Average nucleotide identity and in silico DNA relatedness were estimated for the studied C. subterraneusgenomes. Genome synteny was evaluated using R2CAT software. Protein conservation was analyzed using mGenome Subtractor. Horizontal gene transfer was predicted through the GOHTAM pipeline (using tetranucleotide composition) and phylogenetic analyses (by maximum likelihood). Hydrolases were identified through the MEROPS and CAZy platforms.


The three genomes of C. subterraneus showed high similarity, although there are substantial differences in their gene composition and organization. Each subspecies possesses a gene cluster encoding a carbon monoxide dehydrogenase (CODH) and an energy converting hydrogenase (ECH). The CODH gene is associated with an operon that resembles the Escherichia coli hydrogenase hyc/hyf operons, a novel genetic context distinct from that found in archetypical hydrogenogenic carboxydotrophs. Apart from the CODH-associated hydrogenase, these bacteria also contain other hydrogenases, encoded by ech and hyd genes. An Mbx ferredoxin:NADP oxidoreductase homolog similar to that originally described in the archaeon Pyrococcus furiosus was uniquely encoded in the C. subterraneus subsp. yonseiensis genome. Compositional analysis demonstrated that some genes of the CODH-ECH and mbx operons present distinct sequence patterns in relation to the majority of the other genes of each genome. Phylogenetic reconstructions of the genes from these operons and those from the ech operon are incongruent to the species tree. Notably, the cooS gene ofC. subterraneus subsp. pacificus and its homologs in C. subterraneus subsp. tengcongensis and C. subterraneus subsp. yonseiensis form distinct clades. The strains have diverse hydrolytic enzymes and they appear to be proteolytic and glycolytic. Divergent glycosidases from 14 families, among them amylases, chitinases, alpha-glucosidases, beta-glucosidases, and cellulases, were identified. Each of the three genomes also contains around 100 proteases from 50 subfamilies, as well about ten different esterases.

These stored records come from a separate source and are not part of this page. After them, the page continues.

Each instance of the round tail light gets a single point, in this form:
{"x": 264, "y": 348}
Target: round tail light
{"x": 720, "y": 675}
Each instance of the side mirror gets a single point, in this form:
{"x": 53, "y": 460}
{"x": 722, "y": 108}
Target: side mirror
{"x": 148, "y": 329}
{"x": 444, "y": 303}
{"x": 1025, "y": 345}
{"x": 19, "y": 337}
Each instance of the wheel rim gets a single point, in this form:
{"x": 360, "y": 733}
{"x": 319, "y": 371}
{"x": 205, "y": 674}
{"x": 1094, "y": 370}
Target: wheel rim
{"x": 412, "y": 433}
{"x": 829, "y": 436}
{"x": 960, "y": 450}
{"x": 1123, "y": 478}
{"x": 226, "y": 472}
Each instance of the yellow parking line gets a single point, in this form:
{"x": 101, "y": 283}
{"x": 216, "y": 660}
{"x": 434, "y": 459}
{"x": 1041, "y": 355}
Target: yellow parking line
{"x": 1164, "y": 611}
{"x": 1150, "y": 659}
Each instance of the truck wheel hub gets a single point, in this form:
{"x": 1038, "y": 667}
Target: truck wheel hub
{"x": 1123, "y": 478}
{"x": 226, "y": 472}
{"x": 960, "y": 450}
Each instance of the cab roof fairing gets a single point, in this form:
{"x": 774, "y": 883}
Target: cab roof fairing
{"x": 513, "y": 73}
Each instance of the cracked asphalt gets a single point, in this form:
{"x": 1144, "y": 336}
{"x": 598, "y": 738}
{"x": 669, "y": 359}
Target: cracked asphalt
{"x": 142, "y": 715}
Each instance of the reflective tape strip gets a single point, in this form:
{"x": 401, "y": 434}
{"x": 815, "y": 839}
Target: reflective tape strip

Genomic information suggests that multiple horizontal gene transfers conferred the adaptation of C. subterraneus subspecies to extreme niches throughout the carbon monoxide utilization and hydrogen production. The variety of hydrolases found in their genomes indicate the versatility of the species in obtaining energy and carbon from diverse substrates, therefore these organisms constitute a remarkable resource of enzymes with biotechnological potential.